I used to watch Ранетки on YouTube (I know, silly show), but it really helped my Russian. Unfortunately, the videos were taken down and I can't find them anywhere. I got 9 episodes into the first season. I used to watch them over and over and understand more words as I went. Now I try to listen to Эхо Москвы when I can on my phone. It's slow going, but sometimes I feel like I'm not getting anywhere with it.

----------


## valeriyarusalka

> Sometimes we talk in Google Hangouts, it may be helpful.

 Is that the little chat box at the bottom of the screen?

----------


## valeriyarusalka

> Yeah iCake is right, the Russians have the same problem but the other way round, we can't understand English. My approach is the same as iCake's, that is, focusing on sounds rather than words is the very first step. Unfortunately, in Russian there is a bunch of prefixes, suffixes and endings and you've gotta master all of them, in terms of how they sound in fast, fluent pronunciation and their approximate meanings.
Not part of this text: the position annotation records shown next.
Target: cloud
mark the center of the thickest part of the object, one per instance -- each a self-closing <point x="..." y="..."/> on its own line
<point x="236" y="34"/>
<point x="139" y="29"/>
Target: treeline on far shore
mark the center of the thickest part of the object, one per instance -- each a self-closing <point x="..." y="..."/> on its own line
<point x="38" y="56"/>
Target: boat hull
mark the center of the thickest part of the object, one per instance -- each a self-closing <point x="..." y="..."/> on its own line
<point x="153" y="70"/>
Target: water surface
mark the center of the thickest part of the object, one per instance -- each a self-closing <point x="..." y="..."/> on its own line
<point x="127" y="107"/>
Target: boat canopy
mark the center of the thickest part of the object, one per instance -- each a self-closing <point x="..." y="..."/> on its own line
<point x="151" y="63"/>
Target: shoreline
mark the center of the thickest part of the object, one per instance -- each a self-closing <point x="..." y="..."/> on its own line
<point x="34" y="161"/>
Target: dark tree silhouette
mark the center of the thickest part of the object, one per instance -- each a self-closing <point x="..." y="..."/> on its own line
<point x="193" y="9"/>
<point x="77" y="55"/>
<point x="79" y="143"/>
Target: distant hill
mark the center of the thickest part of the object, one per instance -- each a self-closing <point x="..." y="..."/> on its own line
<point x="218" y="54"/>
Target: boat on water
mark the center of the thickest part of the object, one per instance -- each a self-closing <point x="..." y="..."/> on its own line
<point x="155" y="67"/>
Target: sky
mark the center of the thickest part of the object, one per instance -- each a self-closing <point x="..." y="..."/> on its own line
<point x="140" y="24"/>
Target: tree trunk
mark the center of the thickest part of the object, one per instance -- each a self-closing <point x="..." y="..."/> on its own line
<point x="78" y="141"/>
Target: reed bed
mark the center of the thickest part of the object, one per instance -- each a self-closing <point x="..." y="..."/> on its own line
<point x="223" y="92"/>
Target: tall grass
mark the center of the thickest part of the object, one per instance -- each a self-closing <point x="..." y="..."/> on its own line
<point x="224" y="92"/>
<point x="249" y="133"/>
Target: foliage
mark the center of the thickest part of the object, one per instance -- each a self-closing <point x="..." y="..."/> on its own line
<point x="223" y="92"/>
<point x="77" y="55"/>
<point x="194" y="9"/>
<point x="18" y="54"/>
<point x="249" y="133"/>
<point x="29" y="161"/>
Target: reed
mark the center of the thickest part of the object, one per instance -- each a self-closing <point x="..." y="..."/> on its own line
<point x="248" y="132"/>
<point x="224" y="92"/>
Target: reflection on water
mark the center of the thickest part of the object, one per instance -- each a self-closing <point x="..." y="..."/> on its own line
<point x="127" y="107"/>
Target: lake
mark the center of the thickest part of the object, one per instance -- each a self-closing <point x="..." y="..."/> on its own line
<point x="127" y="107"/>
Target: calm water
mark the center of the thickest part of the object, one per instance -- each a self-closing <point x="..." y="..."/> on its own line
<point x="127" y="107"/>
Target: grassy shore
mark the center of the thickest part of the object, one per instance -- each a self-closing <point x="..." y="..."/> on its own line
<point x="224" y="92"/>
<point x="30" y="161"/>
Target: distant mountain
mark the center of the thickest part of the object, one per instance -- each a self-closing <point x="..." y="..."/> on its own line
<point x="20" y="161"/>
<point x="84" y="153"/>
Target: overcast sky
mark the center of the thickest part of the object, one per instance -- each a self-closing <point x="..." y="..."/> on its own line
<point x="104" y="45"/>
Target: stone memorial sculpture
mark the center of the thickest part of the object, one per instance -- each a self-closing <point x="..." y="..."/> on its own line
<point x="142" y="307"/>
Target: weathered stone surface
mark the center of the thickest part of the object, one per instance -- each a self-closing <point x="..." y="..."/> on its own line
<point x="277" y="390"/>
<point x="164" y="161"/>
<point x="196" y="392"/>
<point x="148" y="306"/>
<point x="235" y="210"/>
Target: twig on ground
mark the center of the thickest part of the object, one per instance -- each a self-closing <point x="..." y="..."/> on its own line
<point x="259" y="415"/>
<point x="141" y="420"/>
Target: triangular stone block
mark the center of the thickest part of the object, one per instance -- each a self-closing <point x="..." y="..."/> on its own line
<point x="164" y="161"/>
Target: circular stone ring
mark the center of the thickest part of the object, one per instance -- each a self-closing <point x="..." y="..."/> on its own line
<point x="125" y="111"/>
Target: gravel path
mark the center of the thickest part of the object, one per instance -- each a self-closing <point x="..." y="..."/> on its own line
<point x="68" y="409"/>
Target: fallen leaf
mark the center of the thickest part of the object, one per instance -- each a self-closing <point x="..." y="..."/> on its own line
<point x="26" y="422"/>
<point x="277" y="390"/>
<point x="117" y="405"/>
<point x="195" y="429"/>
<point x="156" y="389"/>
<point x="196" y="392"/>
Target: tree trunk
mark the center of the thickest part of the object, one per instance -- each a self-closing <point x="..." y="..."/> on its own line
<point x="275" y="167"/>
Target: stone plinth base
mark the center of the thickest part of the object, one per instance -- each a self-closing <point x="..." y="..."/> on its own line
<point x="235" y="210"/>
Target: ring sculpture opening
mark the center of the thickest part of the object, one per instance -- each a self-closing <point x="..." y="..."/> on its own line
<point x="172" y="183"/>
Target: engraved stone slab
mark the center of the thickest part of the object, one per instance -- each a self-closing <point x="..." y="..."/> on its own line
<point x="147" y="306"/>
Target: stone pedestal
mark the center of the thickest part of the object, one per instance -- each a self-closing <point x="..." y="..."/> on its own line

Also it's important to realize that the Russian speech flow is different than the English one, I mean stresses, reduction, and so on, and so forth. The "Unstressed O = A" issue is just a subcase of the master rule of vowel reduction. In my view, another good idea is to scrutinize small pieces of audio and video with according transcripts or subtitles to the degree when you can say "I understand what they say 100% and I know why they pronounce the stuff like this". Sort of like that.

 I have found Russian movies on YouTube (mainly through MosFilm) and I've watched them with English subtitles, but I may try for Russian. I've been meaning to watch "Москва слёзам не верит" again. That's a good idea, to break it down that way. In my Russian Cinema class, we watched "Вор" with Russian subtitles, and while it was hard for me to always catch what was going on, it did help for following the language.

----------


## valeriyarusalka

> When things are slow at work I have the Tune In Radio app and listen to Russian talk radio.  I don't understand most if it but over time I'm able to hear distinct words not just blah, blah, blah when I started.  I try to watch a Russian TV show everyday.  Now I'm watching the Russian equivalent to 'Married With Children'. 
> Scott

 Have you ever seen the documentary "Exporting Raymond"? It's how they brought "Everybody Loves Raymond" to Russia and it's really fascinating. I've seen some of Married with Children in Russian as well. The joys of YouTube. Have you tried Эхо Москвы? I know they have an app on Android.

----------


## fortheether

No and I do listen to the Эхо Москвы radio station on Tune In Radio. 
Scott   

> Have you ever seen the documentary "Exporting Raymond"? It's how they brought "Everybody Loves Raymond" to Russia and it's really fascinating. I've seen some of Married with Children in Russian as well. The joys of YouTube. Have you tried Эхо Москвы? I know they have an app on Android.

----------


## maxmixiv

Why don't watch American movies you know well, in Russian?
"Get Smart", may be.  ::

----------


## valeriyarusalka

> Why don't watch American movies you know well, in Russian?
> "Get Smart", may be.

 I have not thought of that. I'd have to do some searching. I'd also like to get a few books I know well in English that were translated to Russian.

----------